A new ruling from the United States Copyright Office that is making the rounds in higher education and blogosphere circles has a simple core meaning: fair use now applies to section 1200 of the DMCA, the anti-circumvention provision.

As far back as Princeton's Edward Felton's challenge to content owners from the computer science and engineering perspective and Berkeley's Pamela Samuelson from the legal arena, this question has remained open. Early to identify the issue and its potential deleterious effects that this unanswered question had on innovation and science, these academic leaders were soon supported by William Fisher, John Palfrey and William McGreveran. In a white paper they and others at the Berkman Center published in 2006,The Digital Learning Challenge, they specifically spoke to the effects that the absence of a clear ruling on this question was having on teaching and learning: for fear of violating copyright many film instructors, professors in other areas and students restricted their use of materials they believed to be in the service of fulfilling teaching missions.

The question, essentially, was: did the breaking of encryption on a DVD for a fair use of the content violate copyright law?

The answer is now "no." And that answer is a very good thing for higher education. With the uncertainty lifted, film studies professors -- or any instructors or students who wish to use encrypted digital materials -- may now do so without fear of litigation, so long as fair use covers the content.

That fair use of the content is still in play may delight or concern some people, depending on how one perceives fair use in higher education particularly or in American culture generally. For most of us, fair use remains an ambiguous legal principle critical to academia, especially as content owners have become more possessive extending term limits or threatening litigation for alleged copyright violations. Technology, of course, has disrupted laws and social norms more or less in balance as of middle of the last century.
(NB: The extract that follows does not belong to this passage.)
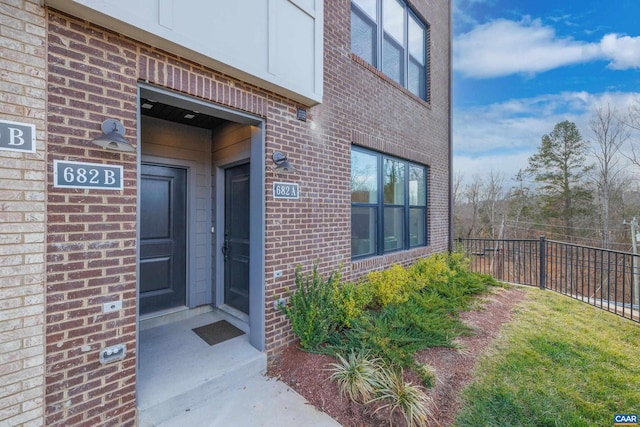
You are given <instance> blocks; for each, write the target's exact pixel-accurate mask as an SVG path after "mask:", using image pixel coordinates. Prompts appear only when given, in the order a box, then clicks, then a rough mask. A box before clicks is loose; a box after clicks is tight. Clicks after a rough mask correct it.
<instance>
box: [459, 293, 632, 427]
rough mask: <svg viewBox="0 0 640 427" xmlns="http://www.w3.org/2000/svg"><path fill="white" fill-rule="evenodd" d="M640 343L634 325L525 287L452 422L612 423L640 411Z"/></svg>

Given the thoroughly integrated nature of technology in contemporary global education, the question of what is permissible use of copyright protected materials is a very critical one indeed. Moreover, because higher education is both a producer and consumer of content, it stands at the crossroads of an increasingly thorny issue in a global economy driven by the very matter of our enterprise: information.

One might suggest that for those very reasons higher education act as a leader in helping American and global society discuss and debate this issue for finer resolution in all four of the areas that influence our lives: technology, the market, social norms and the law. For some time now many people have rung the bell that a new balance in keeping with our prescient founder's goals of innovation and incentive be achieved among these areas and maintained with an eye specifically on how technology has changed the proverbial game.

The Copyright Office's ruling advances the ball down the field by a few important yards in a direction that complements academia and supporters of a culturally rich global civilization.

While it may not answer the myriad questions that remain about fair use, it at least addresses the basic matter of whether that principle applies to anti-circumvention in a way that allows instructors and students to work without fear to express themselves in creative fashion from remix to classroom instruction.

May higher education's contribution to this decision be the beginning of choice to assume leadership role in helping a global society remain dynamic, inventive and open.